Python Combinations of letters to boxes . boxes can be empty

150 Views Asked by At

I am trying to figure out an optimized Python code that, given a set of letters for example [A,B,C] it will arrange them in n_boxes boxes.

  • each box can have no letters, one letter, or a combination of letters
  • each solution cannot have duplicate letters.

I would like to compute in decent time (<2min??) all the possible solutions. i would say i will probably not have more then 6 boxes and 6 letters.

some examples of desired solutions for a given number of letters and number of boxes, follow in [this image][1]

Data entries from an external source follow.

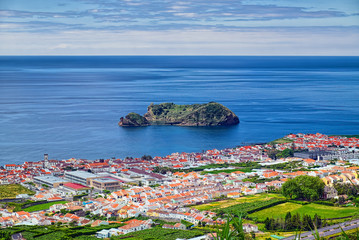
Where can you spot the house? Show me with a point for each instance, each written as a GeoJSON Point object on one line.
{"type": "Point", "coordinates": [106, 233]}
{"type": "Point", "coordinates": [233, 195]}
{"type": "Point", "coordinates": [330, 192]}
{"type": "Point", "coordinates": [250, 228]}
{"type": "Point", "coordinates": [179, 226]}
{"type": "Point", "coordinates": [135, 225]}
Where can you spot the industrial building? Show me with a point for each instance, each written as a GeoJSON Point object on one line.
{"type": "Point", "coordinates": [80, 177]}
{"type": "Point", "coordinates": [49, 181]}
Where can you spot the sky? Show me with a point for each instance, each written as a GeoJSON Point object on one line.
{"type": "Point", "coordinates": [179, 27]}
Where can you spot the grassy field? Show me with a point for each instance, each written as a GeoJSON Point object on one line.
{"type": "Point", "coordinates": [311, 209]}
{"type": "Point", "coordinates": [160, 234]}
{"type": "Point", "coordinates": [11, 190]}
{"type": "Point", "coordinates": [230, 202]}
{"type": "Point", "coordinates": [42, 206]}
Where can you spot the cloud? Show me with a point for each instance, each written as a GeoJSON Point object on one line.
{"type": "Point", "coordinates": [164, 14]}
{"type": "Point", "coordinates": [245, 41]}
{"type": "Point", "coordinates": [61, 46]}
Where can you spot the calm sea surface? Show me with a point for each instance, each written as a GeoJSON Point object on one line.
{"type": "Point", "coordinates": [70, 106]}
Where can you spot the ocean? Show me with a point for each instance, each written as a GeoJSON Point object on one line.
{"type": "Point", "coordinates": [70, 106]}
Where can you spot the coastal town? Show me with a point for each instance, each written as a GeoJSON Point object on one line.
{"type": "Point", "coordinates": [138, 192]}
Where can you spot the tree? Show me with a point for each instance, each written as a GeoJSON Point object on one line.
{"type": "Point", "coordinates": [288, 221]}
{"type": "Point", "coordinates": [304, 187]}
{"type": "Point", "coordinates": [233, 229]}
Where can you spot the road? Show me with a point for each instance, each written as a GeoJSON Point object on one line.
{"type": "Point", "coordinates": [328, 231]}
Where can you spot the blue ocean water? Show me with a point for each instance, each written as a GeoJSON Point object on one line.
{"type": "Point", "coordinates": [70, 106]}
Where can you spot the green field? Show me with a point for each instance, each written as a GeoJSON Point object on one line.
{"type": "Point", "coordinates": [11, 190]}
{"type": "Point", "coordinates": [310, 209]}
{"type": "Point", "coordinates": [246, 199]}
{"type": "Point", "coordinates": [42, 206]}
{"type": "Point", "coordinates": [58, 232]}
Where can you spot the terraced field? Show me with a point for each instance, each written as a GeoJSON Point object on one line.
{"type": "Point", "coordinates": [310, 209]}
{"type": "Point", "coordinates": [246, 199]}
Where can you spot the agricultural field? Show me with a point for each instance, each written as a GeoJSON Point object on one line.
{"type": "Point", "coordinates": [11, 190]}
{"type": "Point", "coordinates": [310, 209]}
{"type": "Point", "coordinates": [42, 206]}
{"type": "Point", "coordinates": [161, 234]}
{"type": "Point", "coordinates": [58, 232]}
{"type": "Point", "coordinates": [246, 199]}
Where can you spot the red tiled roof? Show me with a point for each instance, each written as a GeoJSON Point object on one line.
{"type": "Point", "coordinates": [75, 185]}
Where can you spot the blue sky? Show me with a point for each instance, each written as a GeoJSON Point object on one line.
{"type": "Point", "coordinates": [176, 27]}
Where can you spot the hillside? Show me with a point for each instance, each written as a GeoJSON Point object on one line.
{"type": "Point", "coordinates": [209, 114]}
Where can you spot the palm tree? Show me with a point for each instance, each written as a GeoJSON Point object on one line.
{"type": "Point", "coordinates": [232, 230]}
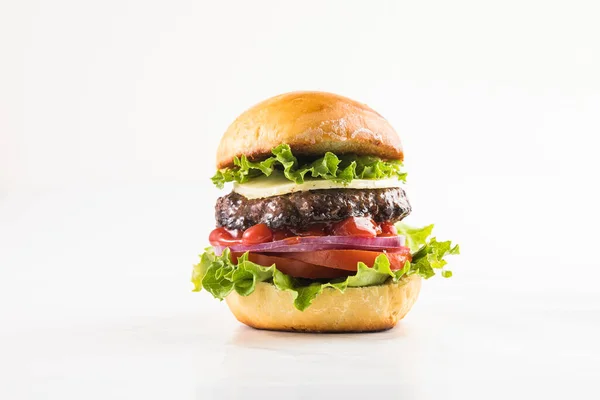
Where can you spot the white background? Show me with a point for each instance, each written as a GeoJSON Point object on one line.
{"type": "Point", "coordinates": [110, 114]}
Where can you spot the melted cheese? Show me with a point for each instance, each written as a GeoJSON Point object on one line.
{"type": "Point", "coordinates": [276, 185]}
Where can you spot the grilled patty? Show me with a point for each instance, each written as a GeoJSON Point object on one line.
{"type": "Point", "coordinates": [301, 209]}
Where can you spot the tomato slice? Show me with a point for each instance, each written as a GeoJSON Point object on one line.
{"type": "Point", "coordinates": [292, 267]}
{"type": "Point", "coordinates": [348, 259]}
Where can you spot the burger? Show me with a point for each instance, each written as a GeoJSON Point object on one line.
{"type": "Point", "coordinates": [310, 237]}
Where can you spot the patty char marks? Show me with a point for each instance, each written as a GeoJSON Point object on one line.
{"type": "Point", "coordinates": [301, 209]}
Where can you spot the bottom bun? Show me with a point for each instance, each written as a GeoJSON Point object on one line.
{"type": "Point", "coordinates": [363, 309]}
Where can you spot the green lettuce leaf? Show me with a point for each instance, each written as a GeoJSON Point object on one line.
{"type": "Point", "coordinates": [428, 254]}
{"type": "Point", "coordinates": [219, 276]}
{"type": "Point", "coordinates": [341, 169]}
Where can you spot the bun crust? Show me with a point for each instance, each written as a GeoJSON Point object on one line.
{"type": "Point", "coordinates": [312, 123]}
{"type": "Point", "coordinates": [364, 309]}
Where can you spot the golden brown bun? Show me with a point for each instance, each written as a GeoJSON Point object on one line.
{"type": "Point", "coordinates": [312, 123]}
{"type": "Point", "coordinates": [364, 309]}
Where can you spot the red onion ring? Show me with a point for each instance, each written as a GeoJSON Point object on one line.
{"type": "Point", "coordinates": [315, 243]}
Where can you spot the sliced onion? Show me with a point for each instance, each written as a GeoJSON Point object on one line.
{"type": "Point", "coordinates": [315, 243]}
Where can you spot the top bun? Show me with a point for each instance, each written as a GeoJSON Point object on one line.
{"type": "Point", "coordinates": [311, 123]}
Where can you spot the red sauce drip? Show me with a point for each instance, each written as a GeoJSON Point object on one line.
{"type": "Point", "coordinates": [353, 226]}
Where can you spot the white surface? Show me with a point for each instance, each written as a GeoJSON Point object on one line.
{"type": "Point", "coordinates": [96, 304]}
{"type": "Point", "coordinates": [110, 113]}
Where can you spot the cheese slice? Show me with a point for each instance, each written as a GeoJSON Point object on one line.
{"type": "Point", "coordinates": [277, 185]}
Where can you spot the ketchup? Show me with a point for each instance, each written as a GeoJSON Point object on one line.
{"type": "Point", "coordinates": [261, 233]}
{"type": "Point", "coordinates": [257, 234]}
{"type": "Point", "coordinates": [223, 237]}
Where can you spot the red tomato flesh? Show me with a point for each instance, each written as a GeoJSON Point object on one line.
{"type": "Point", "coordinates": [356, 226]}
{"type": "Point", "coordinates": [257, 234]}
{"type": "Point", "coordinates": [295, 268]}
{"type": "Point", "coordinates": [348, 259]}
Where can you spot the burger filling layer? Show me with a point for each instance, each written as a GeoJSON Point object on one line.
{"type": "Point", "coordinates": [299, 210]}
{"type": "Point", "coordinates": [305, 227]}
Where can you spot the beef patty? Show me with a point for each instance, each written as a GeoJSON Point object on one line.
{"type": "Point", "coordinates": [300, 209]}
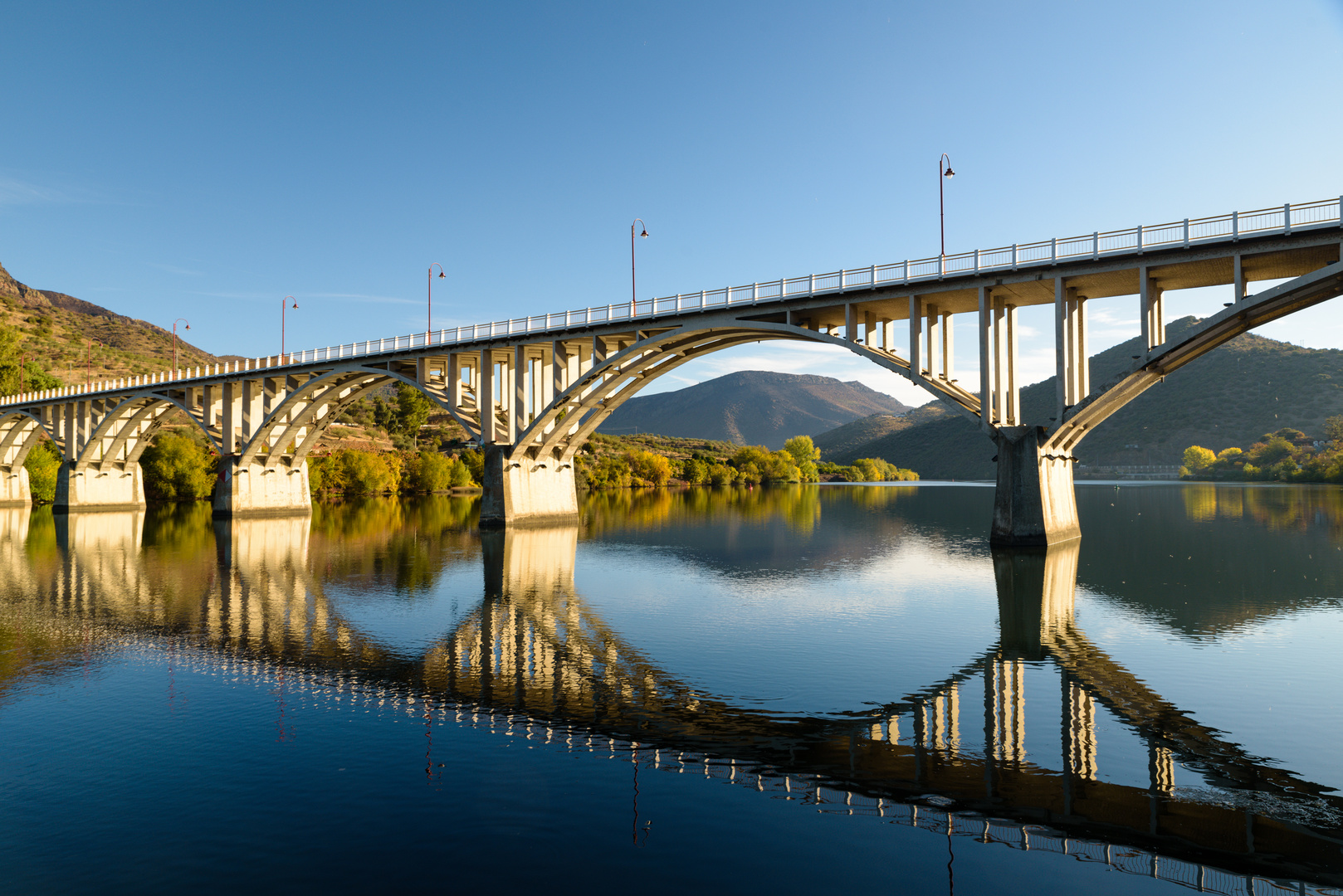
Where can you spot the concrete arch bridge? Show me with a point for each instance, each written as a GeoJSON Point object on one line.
{"type": "Point", "coordinates": [534, 649]}
{"type": "Point", "coordinates": [532, 390]}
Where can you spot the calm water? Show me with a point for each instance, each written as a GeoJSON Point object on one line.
{"type": "Point", "coordinates": [774, 689]}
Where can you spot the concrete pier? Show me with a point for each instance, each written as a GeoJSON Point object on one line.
{"type": "Point", "coordinates": [527, 492]}
{"type": "Point", "coordinates": [13, 489]}
{"type": "Point", "coordinates": [95, 489]}
{"type": "Point", "coordinates": [254, 489]}
{"type": "Point", "coordinates": [1034, 504]}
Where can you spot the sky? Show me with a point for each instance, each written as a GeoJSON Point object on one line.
{"type": "Point", "coordinates": [206, 160]}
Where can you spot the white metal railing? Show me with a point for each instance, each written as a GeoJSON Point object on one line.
{"type": "Point", "coordinates": [1280, 219]}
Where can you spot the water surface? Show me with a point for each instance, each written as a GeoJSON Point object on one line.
{"type": "Point", "coordinates": [786, 689]}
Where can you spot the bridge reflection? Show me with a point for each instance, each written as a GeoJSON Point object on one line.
{"type": "Point", "coordinates": [535, 660]}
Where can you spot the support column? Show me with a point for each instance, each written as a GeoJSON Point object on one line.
{"type": "Point", "coordinates": [520, 373]}
{"type": "Point", "coordinates": [986, 391]}
{"type": "Point", "coordinates": [915, 338]}
{"type": "Point", "coordinates": [949, 348]}
{"type": "Point", "coordinates": [527, 490]}
{"type": "Point", "coordinates": [1151, 309]}
{"type": "Point", "coordinates": [1034, 503]}
{"type": "Point", "coordinates": [934, 340]}
{"type": "Point", "coordinates": [485, 398]}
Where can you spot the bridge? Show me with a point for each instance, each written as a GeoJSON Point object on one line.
{"type": "Point", "coordinates": [538, 660]}
{"type": "Point", "coordinates": [532, 390]}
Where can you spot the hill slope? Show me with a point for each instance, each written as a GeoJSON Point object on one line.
{"type": "Point", "coordinates": [56, 329]}
{"type": "Point", "coordinates": [752, 407]}
{"type": "Point", "coordinates": [1230, 397]}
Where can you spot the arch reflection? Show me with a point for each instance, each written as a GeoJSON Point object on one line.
{"type": "Point", "coordinates": [535, 652]}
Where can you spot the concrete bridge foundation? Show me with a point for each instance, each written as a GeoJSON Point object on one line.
{"type": "Point", "coordinates": [13, 489]}
{"type": "Point", "coordinates": [1034, 504]}
{"type": "Point", "coordinates": [254, 489]}
{"type": "Point", "coordinates": [527, 492]}
{"type": "Point", "coordinates": [95, 489]}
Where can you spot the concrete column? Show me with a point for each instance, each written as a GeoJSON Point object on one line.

I already did some tries :

My 1st Try:

I have already tried a powerset followed by permutations and then filter solutions with duplicates. something like this:

combos = power_set(letters)
per = itertools.permutations(combos, n_boxes)
for i in per:
    if solution does not have duplicate:
        yield i

where,

def power_set(iterable):
    "powerset([1,2,3]) --> () (1,) (2,) (3,) (1,2) (1,3) (2,3) (1,2,3)"
    "number os solution =2^len(iterable)"
    s = list(iterable)
    return itertools.chain.from_iterable(combinations(s, r) for r in range(len(s)+1))

but with n_boxes>4 it starts to take to much time..

2nd Try: I also tried something like

for combo in powerset(list(powerset(letters))):
   if there are no duplicate:
      for per in permutations(combo,n_boxes)
         yield per

this allows me to have a bigger number of boxes like 7(as desired) without taking endless time, but i cannot have more then 4 letters...

Thanks for your help [1]: https://i.stack.imgur.com/7oiC2.png

1

There are 1 best solutions below

2
bb1 On

You can try this:

from itertools import product
from string import ascii_uppercase


def f(nletters, nboxes):
    
    letters = ascii_uppercase[:nletters]

    for p in product(range(nboxes + 1), repeat=nletters):
        boxes = [[] for i in range(nboxes + 1)]
        for i, j in enumerate(letters):
            boxes[p[i]].append(j)
        yield boxes[:-1]

For example, list(f(nletters=2, nboxes=3)) gives:

[[['A', 'B'], [], []],
 [['A'], ['B'], []],
 [['A'], [], ['B']],
 [['A'], [], []],
 [['B'], ['A'], []],
 [[], ['A', 'B'], []],
 [[], ['A'], ['B']],
 [[], ['A'], []],
 [['B'], [], ['A']],
 [[], ['B'], ['A']],
 [[], [], ['A', 'B']],
 [[], [], ['A']],
 [['B'], [], []],
 [[], ['B'], []],
 [[], [], ['B']],
 [[], [], []]]

The idea is than every configuration of boxes can be described by a tuple (n_1, n_2, ..., n_m) where 0 <= n_i <= number_boxes and m is the number of letters. Then the letter number k will be assigned to the box number n_k. The range of numbers n_i exceeds the number of boxes by 1, since the last box is used to collect leftover letters not used in all other boxes. This last leftover box is then omitted from the results.